Category Archives: Other Regiments

Annie Neishe & Alfred William Neishe

Annie Neishe
V.A.D. Nurse

Division 80
Extension

CIMG2148

 

Annie Neishe  was the daughter of William and Jane Neishe, of “Elem”, Pilford Heath, Wimbourne, Dorset. The 1911 census indicates that Annie, then 24, was  domestic nurse. Her father was a gardener and her brother, then 17, was working in the gardens. The home address is given as The Gardens, Iwerne Minster, Blandford. In 1901 William Neishe was recorded as the Head Gardener at Caldy Manor in Cheshire. The family had moved around the country. The second daughter Minnie is recorded in the 1901 census. A further child had died.
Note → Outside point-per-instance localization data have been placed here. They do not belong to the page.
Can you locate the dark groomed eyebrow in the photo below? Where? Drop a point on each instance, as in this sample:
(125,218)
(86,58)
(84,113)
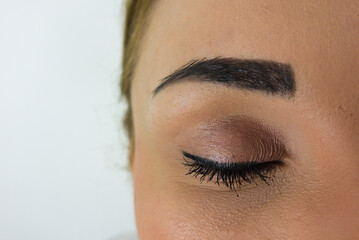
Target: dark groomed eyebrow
(260,75)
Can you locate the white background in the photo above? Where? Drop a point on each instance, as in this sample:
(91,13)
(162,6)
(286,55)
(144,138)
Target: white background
(62,148)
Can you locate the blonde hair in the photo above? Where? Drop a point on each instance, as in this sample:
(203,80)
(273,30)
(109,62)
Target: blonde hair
(137,12)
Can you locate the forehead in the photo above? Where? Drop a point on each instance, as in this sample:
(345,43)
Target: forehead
(306,34)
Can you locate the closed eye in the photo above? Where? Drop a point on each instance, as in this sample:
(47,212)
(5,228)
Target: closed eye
(230,174)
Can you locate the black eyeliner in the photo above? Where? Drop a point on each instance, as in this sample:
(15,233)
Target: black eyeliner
(231,174)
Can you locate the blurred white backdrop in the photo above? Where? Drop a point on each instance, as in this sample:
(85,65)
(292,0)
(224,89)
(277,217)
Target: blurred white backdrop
(62,148)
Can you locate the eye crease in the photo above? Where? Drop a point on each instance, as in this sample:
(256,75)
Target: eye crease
(232,175)
(256,153)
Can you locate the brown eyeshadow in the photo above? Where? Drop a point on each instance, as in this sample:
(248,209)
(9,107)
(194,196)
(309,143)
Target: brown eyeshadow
(235,139)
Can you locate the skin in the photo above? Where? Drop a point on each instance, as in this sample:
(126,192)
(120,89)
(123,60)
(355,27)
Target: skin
(316,194)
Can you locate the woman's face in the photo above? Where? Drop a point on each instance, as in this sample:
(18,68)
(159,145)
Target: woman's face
(272,103)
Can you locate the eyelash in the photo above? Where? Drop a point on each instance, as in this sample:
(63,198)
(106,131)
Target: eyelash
(232,175)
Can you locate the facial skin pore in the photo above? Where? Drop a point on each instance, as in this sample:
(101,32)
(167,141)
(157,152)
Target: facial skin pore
(315,194)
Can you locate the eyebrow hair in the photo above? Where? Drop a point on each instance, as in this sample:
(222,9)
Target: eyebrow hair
(261,75)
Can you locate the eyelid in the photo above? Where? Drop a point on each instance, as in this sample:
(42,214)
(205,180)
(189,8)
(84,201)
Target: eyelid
(236,139)
(232,175)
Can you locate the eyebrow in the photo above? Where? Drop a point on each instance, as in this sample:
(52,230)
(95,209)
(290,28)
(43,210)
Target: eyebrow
(261,75)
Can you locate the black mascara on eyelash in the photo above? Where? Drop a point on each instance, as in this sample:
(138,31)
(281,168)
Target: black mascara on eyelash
(231,174)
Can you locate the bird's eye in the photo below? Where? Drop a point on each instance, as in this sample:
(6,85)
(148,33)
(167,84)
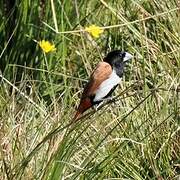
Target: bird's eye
(123,54)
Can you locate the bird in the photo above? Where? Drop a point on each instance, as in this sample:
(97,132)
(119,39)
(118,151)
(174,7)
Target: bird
(103,80)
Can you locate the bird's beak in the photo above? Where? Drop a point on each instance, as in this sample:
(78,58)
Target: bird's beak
(127,57)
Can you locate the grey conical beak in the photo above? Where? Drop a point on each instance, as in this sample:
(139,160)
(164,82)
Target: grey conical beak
(127,56)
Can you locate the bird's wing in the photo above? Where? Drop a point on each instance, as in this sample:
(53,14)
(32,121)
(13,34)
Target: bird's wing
(102,72)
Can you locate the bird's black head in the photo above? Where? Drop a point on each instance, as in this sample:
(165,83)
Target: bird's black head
(117,60)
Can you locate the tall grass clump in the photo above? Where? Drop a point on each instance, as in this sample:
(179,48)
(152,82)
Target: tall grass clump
(135,137)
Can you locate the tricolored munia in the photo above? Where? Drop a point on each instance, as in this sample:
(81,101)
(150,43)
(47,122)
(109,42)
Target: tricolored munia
(103,81)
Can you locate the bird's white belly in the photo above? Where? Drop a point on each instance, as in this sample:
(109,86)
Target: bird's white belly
(106,86)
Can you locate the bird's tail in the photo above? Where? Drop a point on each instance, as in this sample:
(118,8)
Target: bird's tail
(76,116)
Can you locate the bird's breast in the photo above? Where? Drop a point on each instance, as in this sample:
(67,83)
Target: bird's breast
(106,86)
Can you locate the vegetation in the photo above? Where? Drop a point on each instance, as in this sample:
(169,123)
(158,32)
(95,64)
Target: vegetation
(135,137)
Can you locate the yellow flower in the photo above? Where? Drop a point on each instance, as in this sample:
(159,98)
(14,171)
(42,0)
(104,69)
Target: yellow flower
(46,46)
(94,30)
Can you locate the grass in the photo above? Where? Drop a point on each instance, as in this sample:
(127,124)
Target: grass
(137,137)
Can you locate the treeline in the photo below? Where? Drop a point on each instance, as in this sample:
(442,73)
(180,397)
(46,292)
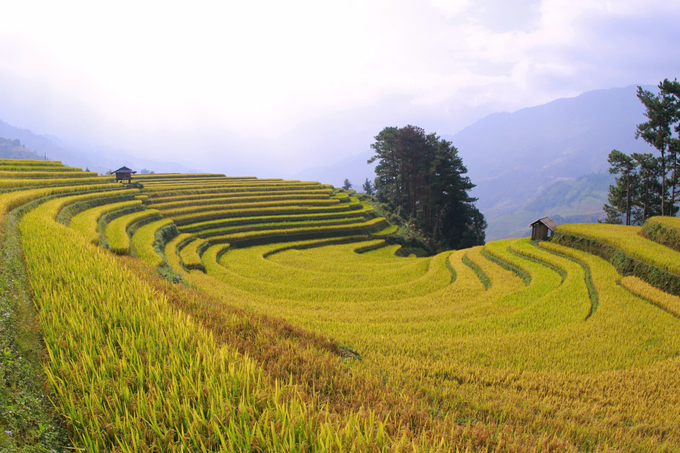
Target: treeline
(648,184)
(422,178)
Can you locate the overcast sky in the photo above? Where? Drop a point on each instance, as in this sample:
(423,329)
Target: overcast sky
(303,82)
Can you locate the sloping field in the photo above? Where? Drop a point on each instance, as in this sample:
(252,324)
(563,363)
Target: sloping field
(293,325)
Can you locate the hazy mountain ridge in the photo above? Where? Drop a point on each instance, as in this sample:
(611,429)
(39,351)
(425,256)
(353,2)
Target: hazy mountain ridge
(100,160)
(545,160)
(520,161)
(13,149)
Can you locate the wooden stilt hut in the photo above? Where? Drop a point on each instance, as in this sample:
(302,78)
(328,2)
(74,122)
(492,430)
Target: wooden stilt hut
(124,174)
(542,229)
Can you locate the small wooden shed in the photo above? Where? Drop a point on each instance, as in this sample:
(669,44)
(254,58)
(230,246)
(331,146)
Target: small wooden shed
(542,228)
(124,174)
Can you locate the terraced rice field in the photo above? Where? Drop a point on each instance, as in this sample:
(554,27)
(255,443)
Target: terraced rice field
(293,325)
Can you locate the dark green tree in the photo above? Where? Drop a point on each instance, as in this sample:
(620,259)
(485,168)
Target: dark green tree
(624,165)
(423,178)
(346,184)
(662,113)
(368,188)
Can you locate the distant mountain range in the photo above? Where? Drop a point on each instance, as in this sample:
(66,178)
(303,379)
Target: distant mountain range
(545,160)
(527,164)
(52,148)
(548,160)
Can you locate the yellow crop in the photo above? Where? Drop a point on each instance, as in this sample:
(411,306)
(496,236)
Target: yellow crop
(189,254)
(655,295)
(117,230)
(86,222)
(131,374)
(144,240)
(337,343)
(627,239)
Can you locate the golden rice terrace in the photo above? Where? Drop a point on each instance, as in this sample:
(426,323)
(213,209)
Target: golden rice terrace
(210,313)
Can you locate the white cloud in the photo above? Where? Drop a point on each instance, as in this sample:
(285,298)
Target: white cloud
(258,69)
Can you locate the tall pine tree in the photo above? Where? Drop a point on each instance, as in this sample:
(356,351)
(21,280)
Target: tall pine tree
(423,178)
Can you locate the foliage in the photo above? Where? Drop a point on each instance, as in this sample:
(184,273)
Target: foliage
(422,177)
(506,347)
(368,188)
(663,114)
Upon Jane’s death in 1932 Minnie was the sole beneficary of her estate.

Annie’s is a registered war grave with a private memorial.  She is buried with her mother.  The headstone bears a commemoration to her brother and father.  Grave number 16489.

Annie died on 18th October 1918, aged 32.  The circumstances of her death are unknown.  There was a serious influenza epidemic at the time.  VAD nurses also worked very hard and for long hours, in a compromised state of health they  frequently  succumbed to illness.

 

Alfred William Neishe
Private 9764
5th Wiltshire Regiment

 Alfred William Neishe was the son of William and Jane Neishe and the brother of Annie.  He is commemorated on the headstone of Annie and her mothers grave.  He was killed in action at Gallipoli on 10th August 1915.  There had been very vicious fighting since the allied landing on 6th August, in conditions of intense heat.  On the 10 August a Turkish counter attack on Chunuk Bair almost succeeded. Alfred Neish may well have been involved in these actions. The 5th Wiltshires incured heavy losses on 10 August. Alfred has no known grave and is commemorated on the Helles Memorial to the Missing, Panel 156-158. Reading.

Lieutenant Kenneth Bickersteth Murchison

Lieutenant Kenneth Bickersteth Murchison
2nd Battalion (attached to 8th)
Seaforth Highlanders

Division 47/48

Kenneth Bickersteth Murchison   is commemorated on the Menin Gate Memorial Panel 38.  He was aged 19 when killed in action on 26th August 1917.  He was killed during the Third Battle of Ypres, exact details of the incident in which he was killed are not yet known.
His name is commemorated on the family grave.

William James Mundy

William James Mundy
Private G/9171
11th Battalion Queen’s Own (Royal West Surrey Regiment)

  Division 35

Mundy WJ photo

 

William James Mundy was the son of Mrs E. E. Mundy, of 28, Henry Street, Reading. His father H. Mundy was already dead at the time of his son’s death.  He was commemorated on a his family’s grave.  The 1911 census indicates that William was working as a barman at a hotel in Aldershot. William died on the 31st July 1917, the first day of the Third Battle of Ypres.

The Third Battle of Ypres began on 31st July 1917.  A bombardment had begun fifteen days earlier and over four million shells had been fired.  (One million had been fired prior to the Battle of the Somme).  At 3.50a.m. the assaulting troops of the Second and Fifth Armies, with a portion of the French First Army lending support on the left, moved forward, accompanied by 136 tanks.  The Tank Corps was only four days old.  Previously it had been known as the Heavy Branch, Machine Gun Corps, a name adopted for purposes of secrecy at their formation.  Preparations for the battle had taken place in dry weather but on the first day the weather broke and three-quarters of an inch (21.7mm) of rain soaked the battlefield.  Men and tanks moved forward behind the creeping barrage over ground churned and cratered by years of shelling.  The surface was softened by the rain but, for all that only two tanks bogged down at the commencement of battle although many ditched later.  A map was prepared by Major Fuller, Staff Intelligence Officer of the Tanks, of the ground over which the tanks were expected to attack.   Where he expected the ground to be marshy, he coloured the area blue.  What he saw appalled him, it was three-quarters of the battlefield.  He sent the maps to Haig’s GHQ so that the Commander in Chief could judge conditions for himself.  However, the map was intercepted by Charteris who refused to show it to the Commander in Chief on the grounds that it would depress him.  Only 48% of the tanks reached their first objective.  Although there was some progress in the early part of the day by late morning the familiar breakdown in communications between infantry and guns occurred.  At two in the afternoon the Germans began to counter attack with a heavy shelling and this together with the heavy rain turned the battle field into soupy mud.  A halt to the offensive was called until the 4th August.  However, Haig insisted that the attack had been “highly satisfactory and the losses slight”.  By comparison with the Somme, when 20,000 men had died on the opening day, only about 8,800 men were reported dead or missing.  The total wounded, including those of the French Army, numbered 35,000, the Germans suffered a similar number.  However, the Germans remained in command of the vital ground and committed none of their counter attack divisions.  Prince Rupprecht , in his diary recorded that he was “very satisfied with the results”.

It is not known exactly when and where William Mundy  was killed, he has no known grave and his name is commemorated on the Menin Gate Memorial, Panels 45 & 47.  He was aged 25.